Another method utilized to suppress the population of O. arenosella is the augmentative release of pupal parasitoids. T. embryophagum, Trichogramma, Goniozus nephantidis and Bracon brevicornis are all known parasitoids of the species, and work by parasitizing the larvae at various instars. G. nephantidis and B. brevicornis both parasitoid wasps, parasitize third to seventh instar larvae, leading to the eventual shrivelling and death of the organism. The wasps have been observed parasitizing up to 57% of the resident larvae, which would undoubtedly reduce the population of O. arenosella significantly. While G. nephantidis proves to be the dominant parasitizing species over B. brevicornis due to more developed parental care in B. brevicornis and therefore reduced number of parasitization, they both act as effective species in controlling the Coconut black-headed caterpillar.

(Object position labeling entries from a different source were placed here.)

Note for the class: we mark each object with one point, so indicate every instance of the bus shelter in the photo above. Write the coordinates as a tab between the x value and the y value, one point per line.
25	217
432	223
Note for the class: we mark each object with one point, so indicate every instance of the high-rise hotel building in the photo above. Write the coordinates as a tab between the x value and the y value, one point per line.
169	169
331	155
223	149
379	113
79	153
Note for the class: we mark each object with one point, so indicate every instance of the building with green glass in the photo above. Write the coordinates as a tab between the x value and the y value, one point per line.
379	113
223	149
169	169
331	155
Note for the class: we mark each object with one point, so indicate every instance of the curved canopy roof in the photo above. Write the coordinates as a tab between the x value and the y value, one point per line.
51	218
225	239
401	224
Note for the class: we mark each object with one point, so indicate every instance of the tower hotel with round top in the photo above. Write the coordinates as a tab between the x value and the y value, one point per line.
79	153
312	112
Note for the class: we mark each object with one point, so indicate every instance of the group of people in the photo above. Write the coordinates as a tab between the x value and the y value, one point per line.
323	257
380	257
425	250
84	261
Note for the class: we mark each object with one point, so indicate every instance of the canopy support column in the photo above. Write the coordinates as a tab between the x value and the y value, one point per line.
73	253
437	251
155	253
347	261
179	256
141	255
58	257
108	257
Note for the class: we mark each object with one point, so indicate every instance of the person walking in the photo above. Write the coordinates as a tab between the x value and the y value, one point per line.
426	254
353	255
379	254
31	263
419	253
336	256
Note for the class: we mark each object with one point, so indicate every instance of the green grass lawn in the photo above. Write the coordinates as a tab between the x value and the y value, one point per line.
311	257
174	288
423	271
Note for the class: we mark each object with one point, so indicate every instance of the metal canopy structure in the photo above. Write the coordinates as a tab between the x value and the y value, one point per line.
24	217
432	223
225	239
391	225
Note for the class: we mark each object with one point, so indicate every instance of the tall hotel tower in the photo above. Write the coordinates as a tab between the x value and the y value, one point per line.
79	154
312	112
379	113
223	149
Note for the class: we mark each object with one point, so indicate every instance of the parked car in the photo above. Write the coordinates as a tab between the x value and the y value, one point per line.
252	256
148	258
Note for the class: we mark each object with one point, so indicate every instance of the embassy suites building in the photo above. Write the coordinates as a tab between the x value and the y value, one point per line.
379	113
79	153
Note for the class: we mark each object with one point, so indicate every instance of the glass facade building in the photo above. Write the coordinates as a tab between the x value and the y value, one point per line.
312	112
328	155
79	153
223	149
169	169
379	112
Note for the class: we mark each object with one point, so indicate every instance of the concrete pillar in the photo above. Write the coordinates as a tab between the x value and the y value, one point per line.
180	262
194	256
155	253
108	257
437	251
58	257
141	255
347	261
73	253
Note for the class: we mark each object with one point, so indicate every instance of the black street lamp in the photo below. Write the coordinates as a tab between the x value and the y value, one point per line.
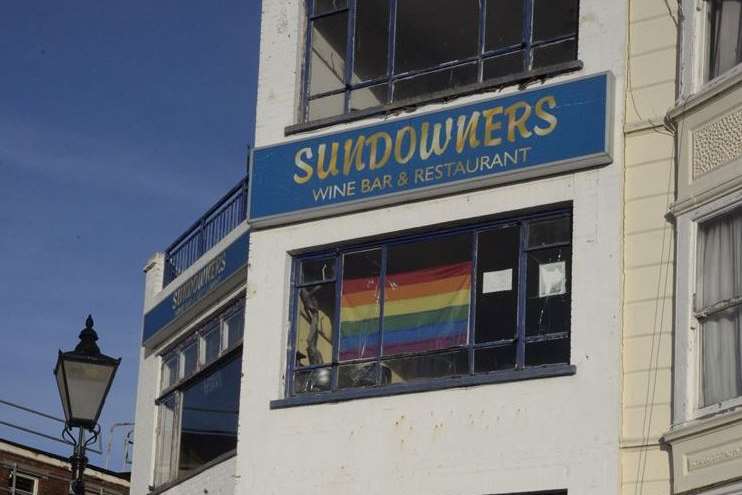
84	377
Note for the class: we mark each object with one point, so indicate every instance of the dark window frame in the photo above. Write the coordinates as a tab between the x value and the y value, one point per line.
520	371
527	45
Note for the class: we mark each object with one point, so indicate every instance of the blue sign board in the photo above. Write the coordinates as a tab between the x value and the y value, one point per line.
547	130
199	285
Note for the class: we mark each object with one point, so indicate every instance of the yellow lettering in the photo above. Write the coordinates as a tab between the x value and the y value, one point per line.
353	150
547	117
411	147
490	126
373	142
323	172
515	122
307	168
464	130
435	146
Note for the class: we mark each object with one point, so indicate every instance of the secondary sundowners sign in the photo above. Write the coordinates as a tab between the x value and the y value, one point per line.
542	131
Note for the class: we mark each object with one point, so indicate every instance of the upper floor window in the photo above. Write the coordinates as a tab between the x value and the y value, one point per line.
367	53
719	307
470	301
199	403
725	41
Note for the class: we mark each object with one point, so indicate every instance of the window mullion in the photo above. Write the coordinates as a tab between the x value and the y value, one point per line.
528	32
349	52
473	299
392	48
382	289
335	360
522	293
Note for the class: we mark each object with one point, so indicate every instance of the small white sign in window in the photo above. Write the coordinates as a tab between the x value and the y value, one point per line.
498	281
552	279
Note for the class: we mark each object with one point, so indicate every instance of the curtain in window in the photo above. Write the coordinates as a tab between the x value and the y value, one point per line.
726	32
720	256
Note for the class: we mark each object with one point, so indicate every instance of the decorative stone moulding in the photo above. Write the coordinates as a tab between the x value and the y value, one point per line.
717	143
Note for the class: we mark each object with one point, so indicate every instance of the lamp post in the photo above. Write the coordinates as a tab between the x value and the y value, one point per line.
84	377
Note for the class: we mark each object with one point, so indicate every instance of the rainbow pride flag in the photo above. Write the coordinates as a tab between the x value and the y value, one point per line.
424	310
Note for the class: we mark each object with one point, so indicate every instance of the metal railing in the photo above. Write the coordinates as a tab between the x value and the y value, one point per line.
212	227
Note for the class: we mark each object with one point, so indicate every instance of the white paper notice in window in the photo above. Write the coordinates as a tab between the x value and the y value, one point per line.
498	281
552	279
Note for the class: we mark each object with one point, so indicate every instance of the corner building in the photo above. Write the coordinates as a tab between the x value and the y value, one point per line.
432	299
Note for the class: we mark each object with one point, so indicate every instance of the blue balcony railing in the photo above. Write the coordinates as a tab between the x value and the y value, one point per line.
213	226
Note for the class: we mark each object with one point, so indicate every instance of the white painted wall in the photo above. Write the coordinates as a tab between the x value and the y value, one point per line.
540	434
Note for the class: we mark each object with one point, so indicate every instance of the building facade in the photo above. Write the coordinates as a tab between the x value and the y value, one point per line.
463	262
28	471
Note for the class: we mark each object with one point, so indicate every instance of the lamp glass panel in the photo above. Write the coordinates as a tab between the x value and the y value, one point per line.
88	384
59	372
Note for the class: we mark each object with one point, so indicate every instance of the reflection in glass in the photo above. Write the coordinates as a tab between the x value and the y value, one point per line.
327	69
427	366
548	291
441	80
494	359
315	314
357	375
314	380
551	231
497	300
504	24
209	417
430	32
426	297
360	309
372	39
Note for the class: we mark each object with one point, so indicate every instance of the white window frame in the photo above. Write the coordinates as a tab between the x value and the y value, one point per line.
688	328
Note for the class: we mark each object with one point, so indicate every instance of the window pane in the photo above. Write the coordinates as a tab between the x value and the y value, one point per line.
720	356
497	284
436	81
209	416
190	359
315	314
551	231
426	296
357	375
548	291
548	352
315	380
166	440
494	359
212	345
372	39
554	18
726	36
425	367
169	372
504	23
359	311
321	270
430	32
322	6
555	53
235	324
720	260
373	96
327	69
504	65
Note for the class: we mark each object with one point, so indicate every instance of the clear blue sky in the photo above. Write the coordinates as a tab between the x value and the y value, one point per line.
120	123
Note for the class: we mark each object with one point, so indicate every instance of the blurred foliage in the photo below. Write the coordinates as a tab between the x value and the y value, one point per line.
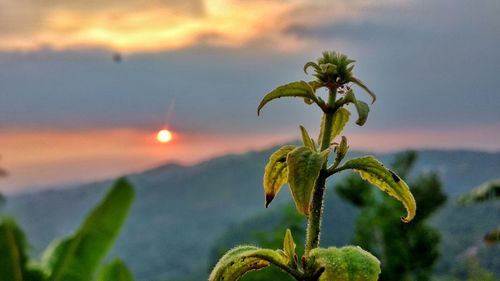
75	258
407	251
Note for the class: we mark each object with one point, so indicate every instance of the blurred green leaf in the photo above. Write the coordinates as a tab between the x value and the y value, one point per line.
294	89
12	251
492	237
373	171
115	271
306	139
289	248
276	173
304	166
77	258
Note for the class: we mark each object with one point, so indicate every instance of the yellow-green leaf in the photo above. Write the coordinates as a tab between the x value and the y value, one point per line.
306	139
349	263
276	173
374	172
242	259
294	89
304	166
340	119
363	110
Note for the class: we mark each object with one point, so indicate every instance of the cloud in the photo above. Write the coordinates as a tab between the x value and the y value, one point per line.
139	25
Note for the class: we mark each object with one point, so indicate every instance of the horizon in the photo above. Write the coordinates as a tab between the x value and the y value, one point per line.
86	85
110	178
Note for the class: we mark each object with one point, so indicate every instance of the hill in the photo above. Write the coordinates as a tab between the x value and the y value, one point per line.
180	211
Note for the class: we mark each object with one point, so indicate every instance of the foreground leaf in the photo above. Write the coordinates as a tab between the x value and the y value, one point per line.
345	264
242	259
12	251
294	89
363	109
304	166
486	191
276	173
340	119
115	271
76	258
306	139
373	171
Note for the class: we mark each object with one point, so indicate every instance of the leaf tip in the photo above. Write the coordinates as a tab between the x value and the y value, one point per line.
269	198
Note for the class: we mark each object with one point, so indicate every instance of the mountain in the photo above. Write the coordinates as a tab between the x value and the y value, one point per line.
180	211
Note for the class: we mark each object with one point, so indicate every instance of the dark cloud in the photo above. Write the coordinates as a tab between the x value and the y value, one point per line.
433	64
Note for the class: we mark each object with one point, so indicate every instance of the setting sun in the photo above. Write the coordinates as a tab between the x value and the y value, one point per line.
164	136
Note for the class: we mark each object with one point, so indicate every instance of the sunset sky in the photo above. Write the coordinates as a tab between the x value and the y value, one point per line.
69	113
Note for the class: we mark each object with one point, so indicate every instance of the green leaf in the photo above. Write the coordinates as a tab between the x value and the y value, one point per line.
363	109
492	237
242	259
276	173
349	263
373	171
115	271
340	119
306	139
304	166
77	258
364	87
289	248
487	191
313	65
294	89
12	251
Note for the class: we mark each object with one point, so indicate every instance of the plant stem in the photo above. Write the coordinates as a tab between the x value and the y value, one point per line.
316	206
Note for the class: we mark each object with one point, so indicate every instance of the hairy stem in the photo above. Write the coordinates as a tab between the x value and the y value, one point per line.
316	206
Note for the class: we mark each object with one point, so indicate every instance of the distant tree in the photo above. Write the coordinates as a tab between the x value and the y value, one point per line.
406	251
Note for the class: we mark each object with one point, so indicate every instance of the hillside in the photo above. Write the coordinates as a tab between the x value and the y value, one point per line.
180	211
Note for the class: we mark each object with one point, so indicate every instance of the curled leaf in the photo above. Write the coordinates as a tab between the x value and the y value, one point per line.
306	139
374	172
349	263
304	166
276	173
242	259
313	65
340	119
294	89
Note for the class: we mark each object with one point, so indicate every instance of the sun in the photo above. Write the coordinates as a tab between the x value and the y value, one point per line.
164	136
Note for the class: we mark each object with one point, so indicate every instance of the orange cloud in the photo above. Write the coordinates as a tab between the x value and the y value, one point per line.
139	25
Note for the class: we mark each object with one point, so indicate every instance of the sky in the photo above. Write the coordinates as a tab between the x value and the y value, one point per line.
69	113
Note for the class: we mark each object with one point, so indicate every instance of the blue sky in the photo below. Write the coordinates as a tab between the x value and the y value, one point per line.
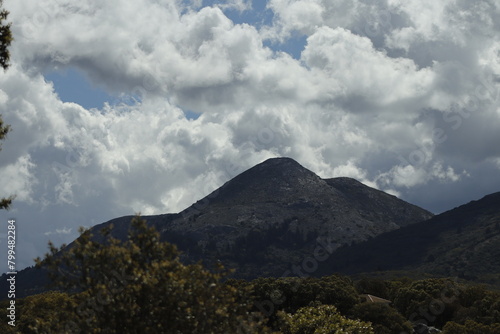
170	99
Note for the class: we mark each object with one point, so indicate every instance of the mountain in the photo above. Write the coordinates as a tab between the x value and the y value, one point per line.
463	242
272	217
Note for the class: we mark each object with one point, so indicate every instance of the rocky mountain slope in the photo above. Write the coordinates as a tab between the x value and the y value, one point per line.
463	242
272	217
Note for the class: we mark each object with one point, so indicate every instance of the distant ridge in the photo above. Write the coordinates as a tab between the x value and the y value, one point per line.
463	242
271	217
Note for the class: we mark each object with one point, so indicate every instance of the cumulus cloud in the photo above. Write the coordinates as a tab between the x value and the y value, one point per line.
403	96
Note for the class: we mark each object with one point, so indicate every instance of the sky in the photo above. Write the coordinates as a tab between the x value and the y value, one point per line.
119	107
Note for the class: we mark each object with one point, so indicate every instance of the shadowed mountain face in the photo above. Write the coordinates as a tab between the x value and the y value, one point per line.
463	242
274	216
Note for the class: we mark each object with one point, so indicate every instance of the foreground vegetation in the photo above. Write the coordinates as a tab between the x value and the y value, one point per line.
141	286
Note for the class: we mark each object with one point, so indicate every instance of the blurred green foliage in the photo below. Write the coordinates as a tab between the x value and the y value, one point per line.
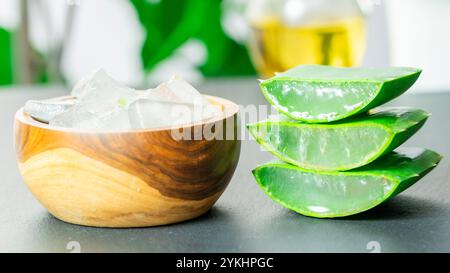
170	23
6	57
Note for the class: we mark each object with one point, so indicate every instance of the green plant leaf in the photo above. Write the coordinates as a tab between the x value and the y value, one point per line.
6	57
338	194
341	145
170	23
316	93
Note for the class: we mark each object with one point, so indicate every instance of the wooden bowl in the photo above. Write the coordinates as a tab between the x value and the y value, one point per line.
133	178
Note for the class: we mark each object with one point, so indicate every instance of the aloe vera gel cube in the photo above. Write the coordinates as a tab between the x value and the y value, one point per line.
341	145
338	194
316	93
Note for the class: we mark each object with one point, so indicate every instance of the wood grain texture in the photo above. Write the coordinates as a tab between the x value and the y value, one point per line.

Pheromones can act as a means of monitoring and controlling an insect population, while being non-toxic to animals and plants, yet specific to the target pest. Four different sex hormones have been identified and isolated from the female moth O. arenosella, and could potentially be useful in mass trappings, or mating disruption. While considerable progress has been made to adapt and develop this form of control, the current research is still preliminary and needs to be further tested.